FRAGMENTS OF A VOYAGE
1
Gale-borne
toward new shorelines forever
in the
harbourless night, without pause, washed away—
on this ocean
of ages, why may we never
drop anchor for a single day?
2
Now the crewmen sit to their oars in order and slip
the cable from the bollard hole and heave backwards
so their oarblades chop at the swell and churn up water
while over the captain sweet sleep irresistibly
falls so fathomless and sound it might almost be the
sleep
of death itself.
And the ship like a team of stallions
coursing to the crack of the lash with hoofs bounding
high and manes blown back foamlike off the summits of
waves
lunges along stern up and plunging as the riven
rollers close up crashing together in her wake
and she surges on so unrelenting not even a bird
quick as the falcon could have stayed abreast. . . .
So she leaps on splitting the black combers bearing
a man who has suffered years of sorrow and turmoil
until his heart grew weary of scything a path home
through his enemies, or the furious ocean. . . .
3
A song I can shape you— my story of sailing
and travel sing truly— how often outlasting
struggle and hardship, heart-straining days
I bitterly abided and bore, in my sorrow,
full cargos of cares. I’ve known my hull cumbered
while surf in its seizures clawed at the ship’s prow
so I on the nightwatch was often tormented.

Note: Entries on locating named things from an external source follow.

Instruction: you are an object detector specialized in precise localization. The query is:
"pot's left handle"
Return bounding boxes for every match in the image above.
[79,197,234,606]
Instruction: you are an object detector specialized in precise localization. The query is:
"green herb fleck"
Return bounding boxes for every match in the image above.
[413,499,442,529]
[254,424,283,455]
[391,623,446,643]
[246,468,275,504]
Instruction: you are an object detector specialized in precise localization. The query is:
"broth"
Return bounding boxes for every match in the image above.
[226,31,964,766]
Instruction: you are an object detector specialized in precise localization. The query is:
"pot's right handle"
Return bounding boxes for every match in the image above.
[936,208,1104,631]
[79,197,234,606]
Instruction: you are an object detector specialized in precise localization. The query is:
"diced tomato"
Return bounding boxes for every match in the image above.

As we pitched athwart cliffs I, fettered by hoarfrost
and clamped to the deckboards, my feet in ice shackles,
felt only my heart hot with fear seething round it
while hunger gnawed outward consuming both body
and seawearied soul.
Landsmen know little
of their luck not to sail here, to rest on the shoreline,
while I, raked by sorrows on the icewater sea,
must outweather winters in regions of exile,
by kin uncompanioned, where
icicles dangle
and hail drives like iron, with nothing to hear except
seas in their heaving and the glacier wave.
At times the swan’s wail
I hold to my heart now; in lieu of men’s laughter
the clangour of gannets and curlew for laughter;
the mewing of seagulls for the drinking of mead.
4
At sea, storms hallowed my night-watches with joy;
lighter than a cork I danced over waves known
as the unceasing rollers of drowned men, ten
nights, never missing the vapid eyes of the quay-
lanterns in port.
Sweet as the tart flesh of green
apples to a child, the salt water seeped through my
pinewood hull, rinsed splotches of vomit and cyan wine
clean off me, tore my anchor and rudder away.
And ever since that time I’ve bathed in the poem
of the sea, steeped and milky with stars, guzzling
the green azures, where at times the ecstatic flotsam
of a drowned man, pale and pensive, will be sinking. . .
.
5
But those journeys had no harbours. As time passed
my crewmen seemed to merge with the oars—pulsing
dip and heft of oarlocked oars—their iced
or sun-seared features seeming to mirror
the painted prow’s stern features, while the waking
sea, athwart and astern, riled up by rudder
and sea-trowelling blade, gave back their likeness
too. Man by
man my Argonauts slipped to slumber,
left the benches empty. Each now rests ashore,
his final berth there marked by his oar.
And no one remembers their names. Justice.
1: Alphonse de
Lamartine; 2: Homer, from The Odyssey, Book XIII; 3: from The Seafarer (anonymous Anglo-Saxon), 4: Arthur Rimbaud, from Le
Bateau Ivre; 5: George Seferis, from “Argonauts”.